The combined evidence quality for a probiotic was calculated as a weighted mean of the evidence quality scores from all studies examining that probiotic included in the analysis.

Weights Used:

 

  • Number of Study Participants: The number of per protocol participants in each study for the probiotic arm was used as a weight.
  • Evidence Quality: The evidence quality score of each study was also used as a weight.

 

For cross-over studies, the number of participants reported was multiplied by the number of study conditions each participant underwent. Raw scores and raw numbers of study participants were used as weights. This was done by calculating the product of these two values and using it as the weight.

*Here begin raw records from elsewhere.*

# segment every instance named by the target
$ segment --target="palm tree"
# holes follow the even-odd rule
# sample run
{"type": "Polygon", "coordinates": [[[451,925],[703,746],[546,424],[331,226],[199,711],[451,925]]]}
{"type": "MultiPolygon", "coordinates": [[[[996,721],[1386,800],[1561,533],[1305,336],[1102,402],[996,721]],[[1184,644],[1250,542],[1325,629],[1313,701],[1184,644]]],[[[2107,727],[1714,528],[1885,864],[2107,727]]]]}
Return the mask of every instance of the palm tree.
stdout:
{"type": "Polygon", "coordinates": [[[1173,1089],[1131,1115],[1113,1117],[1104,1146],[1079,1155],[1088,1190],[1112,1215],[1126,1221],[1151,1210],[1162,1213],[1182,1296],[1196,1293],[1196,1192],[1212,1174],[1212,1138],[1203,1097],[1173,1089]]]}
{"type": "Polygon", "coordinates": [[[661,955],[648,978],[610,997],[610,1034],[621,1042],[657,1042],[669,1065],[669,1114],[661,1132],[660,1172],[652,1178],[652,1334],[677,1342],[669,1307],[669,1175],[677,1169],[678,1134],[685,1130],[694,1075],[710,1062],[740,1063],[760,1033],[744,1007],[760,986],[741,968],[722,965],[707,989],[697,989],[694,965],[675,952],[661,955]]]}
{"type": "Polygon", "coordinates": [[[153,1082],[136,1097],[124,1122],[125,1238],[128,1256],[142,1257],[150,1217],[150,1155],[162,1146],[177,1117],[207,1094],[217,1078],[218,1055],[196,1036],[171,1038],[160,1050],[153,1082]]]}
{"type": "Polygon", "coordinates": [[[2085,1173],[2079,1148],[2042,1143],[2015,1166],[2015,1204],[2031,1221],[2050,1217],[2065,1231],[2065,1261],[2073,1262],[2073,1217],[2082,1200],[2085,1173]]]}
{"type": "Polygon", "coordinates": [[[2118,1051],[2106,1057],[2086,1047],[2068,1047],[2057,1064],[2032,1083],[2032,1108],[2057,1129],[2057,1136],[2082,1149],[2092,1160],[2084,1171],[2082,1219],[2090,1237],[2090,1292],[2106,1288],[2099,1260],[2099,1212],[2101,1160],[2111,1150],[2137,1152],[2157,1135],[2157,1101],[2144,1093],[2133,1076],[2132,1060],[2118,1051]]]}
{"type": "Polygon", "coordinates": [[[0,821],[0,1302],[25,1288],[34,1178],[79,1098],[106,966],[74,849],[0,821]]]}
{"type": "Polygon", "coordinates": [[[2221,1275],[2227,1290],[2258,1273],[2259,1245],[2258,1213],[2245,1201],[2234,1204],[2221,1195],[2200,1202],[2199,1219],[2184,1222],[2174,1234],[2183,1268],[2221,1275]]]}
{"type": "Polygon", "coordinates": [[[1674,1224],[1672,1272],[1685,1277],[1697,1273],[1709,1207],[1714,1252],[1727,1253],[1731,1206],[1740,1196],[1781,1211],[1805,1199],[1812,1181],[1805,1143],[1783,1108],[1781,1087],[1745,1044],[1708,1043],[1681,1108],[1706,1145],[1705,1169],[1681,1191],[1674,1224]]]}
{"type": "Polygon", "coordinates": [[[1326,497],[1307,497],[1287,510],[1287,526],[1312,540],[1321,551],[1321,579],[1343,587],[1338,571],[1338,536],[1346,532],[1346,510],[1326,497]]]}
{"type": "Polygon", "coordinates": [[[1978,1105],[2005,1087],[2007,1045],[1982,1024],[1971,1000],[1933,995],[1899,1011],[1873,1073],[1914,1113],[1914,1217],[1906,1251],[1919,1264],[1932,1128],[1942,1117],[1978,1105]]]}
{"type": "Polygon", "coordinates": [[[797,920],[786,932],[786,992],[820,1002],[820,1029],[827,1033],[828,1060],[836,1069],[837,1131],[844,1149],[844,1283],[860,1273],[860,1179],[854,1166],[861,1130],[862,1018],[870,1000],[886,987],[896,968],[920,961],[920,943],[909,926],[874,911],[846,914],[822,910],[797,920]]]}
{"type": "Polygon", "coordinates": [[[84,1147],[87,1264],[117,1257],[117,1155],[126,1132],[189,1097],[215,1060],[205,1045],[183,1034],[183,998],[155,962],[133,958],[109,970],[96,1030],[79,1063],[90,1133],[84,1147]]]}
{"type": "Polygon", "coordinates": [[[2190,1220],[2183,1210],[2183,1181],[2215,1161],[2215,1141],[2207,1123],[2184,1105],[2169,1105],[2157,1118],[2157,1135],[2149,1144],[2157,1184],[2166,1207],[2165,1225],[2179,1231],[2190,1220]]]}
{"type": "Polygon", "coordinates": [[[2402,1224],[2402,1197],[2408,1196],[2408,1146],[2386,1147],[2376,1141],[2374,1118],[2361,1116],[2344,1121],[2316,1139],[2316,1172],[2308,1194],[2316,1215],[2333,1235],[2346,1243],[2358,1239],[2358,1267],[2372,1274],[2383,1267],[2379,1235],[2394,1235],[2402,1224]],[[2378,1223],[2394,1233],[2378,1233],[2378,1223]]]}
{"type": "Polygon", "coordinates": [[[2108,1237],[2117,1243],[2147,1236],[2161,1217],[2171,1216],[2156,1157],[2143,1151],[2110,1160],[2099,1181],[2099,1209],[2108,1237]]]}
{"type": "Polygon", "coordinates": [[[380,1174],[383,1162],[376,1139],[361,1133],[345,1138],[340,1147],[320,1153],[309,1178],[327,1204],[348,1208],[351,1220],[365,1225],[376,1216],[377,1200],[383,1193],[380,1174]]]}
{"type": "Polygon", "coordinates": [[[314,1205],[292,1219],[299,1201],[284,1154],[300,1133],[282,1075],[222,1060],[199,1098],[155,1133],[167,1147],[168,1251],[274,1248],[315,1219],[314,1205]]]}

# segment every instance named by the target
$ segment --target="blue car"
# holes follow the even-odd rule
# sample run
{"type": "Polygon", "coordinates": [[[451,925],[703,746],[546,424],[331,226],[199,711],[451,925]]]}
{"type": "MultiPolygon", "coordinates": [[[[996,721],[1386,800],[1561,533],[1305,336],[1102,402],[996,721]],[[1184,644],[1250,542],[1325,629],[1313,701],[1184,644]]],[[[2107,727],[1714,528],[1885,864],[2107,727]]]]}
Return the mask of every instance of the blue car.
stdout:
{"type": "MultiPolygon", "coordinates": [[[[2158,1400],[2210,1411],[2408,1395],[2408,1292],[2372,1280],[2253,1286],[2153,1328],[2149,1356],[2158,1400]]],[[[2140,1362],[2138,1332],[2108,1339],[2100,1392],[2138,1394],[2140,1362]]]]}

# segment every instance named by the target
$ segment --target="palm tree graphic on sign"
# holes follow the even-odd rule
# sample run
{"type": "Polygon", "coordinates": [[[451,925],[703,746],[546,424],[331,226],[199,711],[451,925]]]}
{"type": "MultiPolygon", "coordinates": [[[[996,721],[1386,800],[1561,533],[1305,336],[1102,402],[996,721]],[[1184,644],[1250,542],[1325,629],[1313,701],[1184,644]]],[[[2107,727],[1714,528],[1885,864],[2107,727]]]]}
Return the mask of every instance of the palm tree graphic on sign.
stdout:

Presentation of the Evidence

Probiotic Listings Ordered Based On:

 

  • Specific Symptoms: Primarily ranked by weighted mean effect sizes for specific symptom(s).
  • Global IBS Symptoms: Secondarily sorted by weighted mean effect sizes for overall IBS symptoms.
  • Evidence Quality: Further sorted based on the weighted mean quality of evidence from the underlying studies.

Top Picks Selection Process

 

When selecting our top probiotic picks, we adhered to the following criteria:

 

  • Commercial Availability: Probiotics had to be readily available for purchase.
  • Quality of Evidence: The quality of evidence supporting their effectiveness had to average over 75% across studies that assessed the relevant symptom(s) or parameter(s).
  • Effect Size: Probiotics had to show a moderate to high effect size (>0.5) for the specific parameter(s) assessed.

 

For categories with more than five candidates, we provided a comprehensive list but limited our top picks to the five best options. Rankings were determined based on the following:

 

  1. Effect size for the specific symptom(s).
  2. Effect size for global IBS symptoms.
  3. Quality of evidence.

References

 

  1. Higgins, J. P., Jelena Savović, Matthew J. Page, & Jonathan AC Sterne. (2024). 

Revised Cochrane risk-of-bias tool for randomized trials (RoB 2).